O artigo nº.3, por sua vez, obriga o emprego da língua nacional “exceto quando referente a nomes próprios de brasileiros de origem estrangeira ou para homenagear personalidades reconhecidas por terem prestado relevantes serviços ao Município, ao Brasil ou à Humanidade”. Nesse caso, antevemos a persistência no uso exacerbado de nomes de origem estrangeira, que muitas vezes desafiam a compreensão do paulistano de nível cultural médio, vítima indefesa do baixo nível generalizado das escolas brasileiras. De acordo com nosso entendimento, é insensata a substituição de nomes acessíveis e cotidianos por outros, complicados, só para homenagear personalidades de origem estrangeira. Numa cidade alvo de sucessivas ondas migratórias num passado não tão remoto, é óbvio que homenagens desse tipo são necessárias, justas e freqüentes. Mas, por mais consideração que mereçam tais personalidades, não deixa de ser discutível, em nossa opinião pessoal, obrigar os atuais habitantes das periferias a se identificarem com nomes tão afastados de sua realidade cultural. Por favor, leitores, não nos interpretem mal. Longe de nós fazer apologia de idéias xenófobas. Estamos apenas constatando que a grafia e a pronúncia complicada de determinados nomes estrangeiros constitui sério desafio à maioria dos brasileiros e as autoridades responsáveis pela denominação de vias e logradouros paulistanos deveriam levar também esse aspecto em consideração, antes de homenagearem personagens que muitas vezes são pouco conhecidos fora do círculo estrito de suas comunidades.

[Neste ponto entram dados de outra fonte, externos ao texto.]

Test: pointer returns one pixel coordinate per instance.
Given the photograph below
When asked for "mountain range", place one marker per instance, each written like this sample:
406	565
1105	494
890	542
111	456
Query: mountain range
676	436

Lembremo-nos, por outro lado, que já houve um tempo em que se quis adotar formas aportuguesadas de nomes estrangeiros. Há no bairro da Bela Vista um exemplo notório dessa prática: a Rua Monsenhor Passalacqua, nome de um sacerdote muito ligado à história da cidade (antigo administrador da casa Pia de São Vicente de Paulo), foi grafada oficialmente, a partir do Decreto nº.15.635, de 17 de janeiro de 1979, Rua Monsenhor
Passalaqua, sem a letra
c que compõe o sobrenome italiano, porque esse religioso teria adotado, ou aceitado, a forma aportuguesada de seu sobrenome. Isso, porém, não deixou de gerar confusão, pois existem hoje na cidade ruas com esse sobrenome grafado de duas maneiras diferentes: Monsenhor
Passalaqua e Desembargador Paulo
Passalacqua. A atual lei, parece, pretende eliminar a confusão anteriormente criada, só admitindo a grafia estrangeira original. Afinal, já bastam as grafias antigas e modernas de nomes e sobrenomes de origem portuguesa que convivem lado a lado: Luiz e Luís, Oswaldo e Osvaldo, Souza e Sousa, Queiroz e Queirós, Moraes e Morais, Correa e Correia, e assim por diante.

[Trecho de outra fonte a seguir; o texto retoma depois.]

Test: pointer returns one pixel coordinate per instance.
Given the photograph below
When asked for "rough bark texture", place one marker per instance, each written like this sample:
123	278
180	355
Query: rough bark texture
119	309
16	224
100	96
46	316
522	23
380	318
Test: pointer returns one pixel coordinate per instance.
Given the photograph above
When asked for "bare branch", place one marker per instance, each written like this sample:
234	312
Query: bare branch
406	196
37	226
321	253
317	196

O artigo nº.4 pretende preservar, com muito mérito, a memória toponímica da cidade. No entanto, seu parágrafo 1º talvez não abarque convenientemente todos os casos que deveriam ficar ao abrigo das substituições pouco criteriosas. Acode-nos à mente a denominação ultratradicional de
Rua da Quitanda, antiga Travessa da Quitanda, no Centro, nome que remonta provavelmente ao setecentismo. À vista da atual legislação, sua denominação poderia em princípio ser alterada, já que não se encaixa plenamente nas condições explicitadas do citado parágrafo. A rigor, o nome da rua não provém de “datas e fatos históricos, bem como” de “localização ou referência geográfica”, vem, na verdade, de uma atividade econômica que era exercida nas proximidades daquela via. A travessa foi assim denominada porque estava disposta transversalmente em relação à Rua da Quitanda original, via onde esse tipo de atividade popular então se desenvolvia. Quando a Rua da Quitanda foi alterada para Rua do Comércio (atual Álvares Penteado), numa tentativa de “enobrecimento” toponímico, a humilde travessa herdou por assim dizer a velha denominação, sendo elevada à condição de nova Rua da Quitanda, nome que até hoje persiste. A via foi denominada, portanto, em última instância, em observância a um “referencial historico-sociotoponímico”,
atividade mercantil –conforme nos ensina a professora Maria Vicentina de Paula do Amaral Dick, especialista em toponímia –, critério que não foi contemplado no parágrafo 1º, do artigo 4, da Lei n°.14.454.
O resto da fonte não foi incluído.